Bug #21603
closedNot recognizing subnet error returned as InvalidParameterValue
Description
Mar 18 03:53:48 ip-172-25-144-184 arvados-dispatch-cloud[283002]: {"ClusterID":"xxxxx","InstanceType":"r52xlarge.preemptible","PID":283002,"error":"InvalidParameterValue: Not enough free addresses in subnet subnet-0f83ca79\n\tstatus code: 400, request id: 6cbcffe1-5b77-4dee-8fbf-c20f67892c95","level":"error","msg":"create failed","time":"2024-03-18T03:53:48.927972989Z"}
This is a subnet-specific error (it should switch to the other subnet) but the current function won't recognize it as such:
func isErrorSubnetSpecific(err error) bool { aerr, ok := err.(awserr.Error) if !ok { return false } code := aerr.Code() return strings.Contains(code, "Subnet") || code == "InsufficientInstanceCapacity" || code == "InsufficientVolumeCapacity" || code == "Unsupported" }
Because the error was unrecognized, it seems the fallback behavior seems to be to rate limit itself by setting maximum concurrent containers.
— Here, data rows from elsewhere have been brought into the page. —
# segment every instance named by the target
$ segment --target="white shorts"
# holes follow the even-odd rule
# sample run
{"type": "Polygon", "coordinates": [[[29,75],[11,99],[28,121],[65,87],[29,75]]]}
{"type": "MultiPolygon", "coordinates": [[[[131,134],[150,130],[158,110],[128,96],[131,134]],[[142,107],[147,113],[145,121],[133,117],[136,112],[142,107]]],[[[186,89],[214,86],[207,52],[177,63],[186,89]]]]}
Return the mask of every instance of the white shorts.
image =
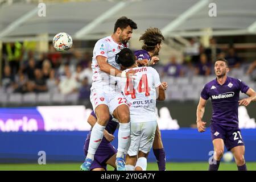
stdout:
{"type": "Polygon", "coordinates": [[[139,151],[148,153],[155,138],[156,121],[130,123],[131,139],[127,153],[130,156],[137,155],[139,151]]]}
{"type": "Polygon", "coordinates": [[[109,107],[111,114],[118,106],[123,104],[127,105],[127,100],[122,93],[109,88],[108,85],[102,86],[98,84],[92,84],[90,100],[94,111],[99,105],[105,104],[109,107]]]}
Updated by Peter Amstutz 10 months ago
- Target version changed from Development 2024-03-27 sprint to Development 2024-04-10 sprint
Updated by Tom Clegg 10 months ago
See test case for links to AWS docs and some more variations on this.
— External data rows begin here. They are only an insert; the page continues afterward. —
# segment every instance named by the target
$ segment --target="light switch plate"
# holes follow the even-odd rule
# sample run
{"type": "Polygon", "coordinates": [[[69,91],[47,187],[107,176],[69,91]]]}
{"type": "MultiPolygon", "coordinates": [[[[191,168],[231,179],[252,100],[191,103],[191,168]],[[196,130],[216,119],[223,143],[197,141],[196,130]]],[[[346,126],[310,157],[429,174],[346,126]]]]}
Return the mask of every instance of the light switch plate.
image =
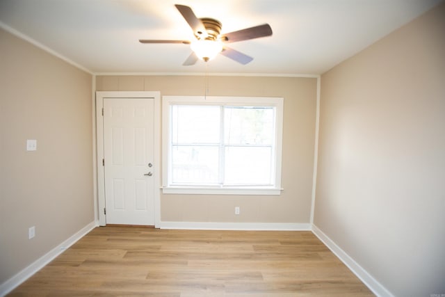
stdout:
{"type": "Polygon", "coordinates": [[[26,141],[26,150],[37,150],[37,141],[35,139],[28,139],[26,141]]]}

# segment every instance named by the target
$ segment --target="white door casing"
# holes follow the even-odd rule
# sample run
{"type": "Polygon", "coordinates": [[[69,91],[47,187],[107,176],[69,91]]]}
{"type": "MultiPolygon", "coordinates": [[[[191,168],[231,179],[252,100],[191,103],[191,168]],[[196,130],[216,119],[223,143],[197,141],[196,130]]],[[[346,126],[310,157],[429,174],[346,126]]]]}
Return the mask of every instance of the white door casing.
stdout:
{"type": "Polygon", "coordinates": [[[159,225],[159,92],[97,93],[100,225],[159,225]]]}

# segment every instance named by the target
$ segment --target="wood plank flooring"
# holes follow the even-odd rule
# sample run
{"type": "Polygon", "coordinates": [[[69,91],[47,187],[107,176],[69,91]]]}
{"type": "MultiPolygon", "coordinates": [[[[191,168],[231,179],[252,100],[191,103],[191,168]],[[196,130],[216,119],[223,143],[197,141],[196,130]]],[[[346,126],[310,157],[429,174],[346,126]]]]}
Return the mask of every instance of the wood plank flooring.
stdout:
{"type": "Polygon", "coordinates": [[[100,227],[10,296],[373,296],[310,232],[100,227]]]}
21603-ec2-subnet-error @ b541c9d898d3dde983de2e0ea80a40e17d4c9b9f -- developer-run-tests: #4094
Updated by Peter Amstutz 10 months ago
Tom Clegg wrote in #note-6:
See test case for links to AWS docs and some more variations on this.
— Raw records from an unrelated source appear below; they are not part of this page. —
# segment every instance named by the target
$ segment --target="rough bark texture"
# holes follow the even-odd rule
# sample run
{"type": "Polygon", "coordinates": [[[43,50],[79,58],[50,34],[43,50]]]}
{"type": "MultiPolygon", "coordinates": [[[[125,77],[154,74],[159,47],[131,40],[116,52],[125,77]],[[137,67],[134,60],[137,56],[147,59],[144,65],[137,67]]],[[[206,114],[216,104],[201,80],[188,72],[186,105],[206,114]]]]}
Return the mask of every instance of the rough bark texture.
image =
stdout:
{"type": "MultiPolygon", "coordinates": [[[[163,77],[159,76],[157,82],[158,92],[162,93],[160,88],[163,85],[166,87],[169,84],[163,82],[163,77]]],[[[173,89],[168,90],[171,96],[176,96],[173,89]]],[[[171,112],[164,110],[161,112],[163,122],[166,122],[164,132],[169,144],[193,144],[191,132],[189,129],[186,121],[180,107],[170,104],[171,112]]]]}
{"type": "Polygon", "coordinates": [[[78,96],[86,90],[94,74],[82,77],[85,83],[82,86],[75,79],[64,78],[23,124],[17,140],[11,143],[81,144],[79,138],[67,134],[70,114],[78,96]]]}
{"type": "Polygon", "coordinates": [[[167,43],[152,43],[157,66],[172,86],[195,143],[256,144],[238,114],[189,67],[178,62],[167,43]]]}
21603-ec2-subnet-error @ b541c9d898d3dde983de2e0ea80a40e17d4c9b9f -- developer-run-tests: #4094
LGTM
Updated by Peter Amstutz 10 months ago
Mar 20 13:11:09 ip-172-25-144-184 arvados-dispatch-cloud[408747]: {"ClusterID":"xxxxx","PID":408747,"SubnetID":"subnet-0f83ca79","error":"InsufficientFreeAddressesInSubnet: There are not enough free addresses in subnet 'subnet-0f83ca79' to satisfy the requested number of instances.\n\tstatus code: 400, request id: 74c87ca8-f432-4e2e-a81c-b73a25284a5f","level":"warning","msg":"RunInstances failed, trying next subnet","time":"2024-03-20T13:11:09.419626602Z"}
Now it's returning the expected error... This fix is still useful in case they screw it up again in the future.
Updated by Tom Clegg 10 months ago
- Status changed from In Progress to Resolved
Applied in changeset arvados|9d1ff3299a57d0e820bf7975f0f3e6080b22f0a5.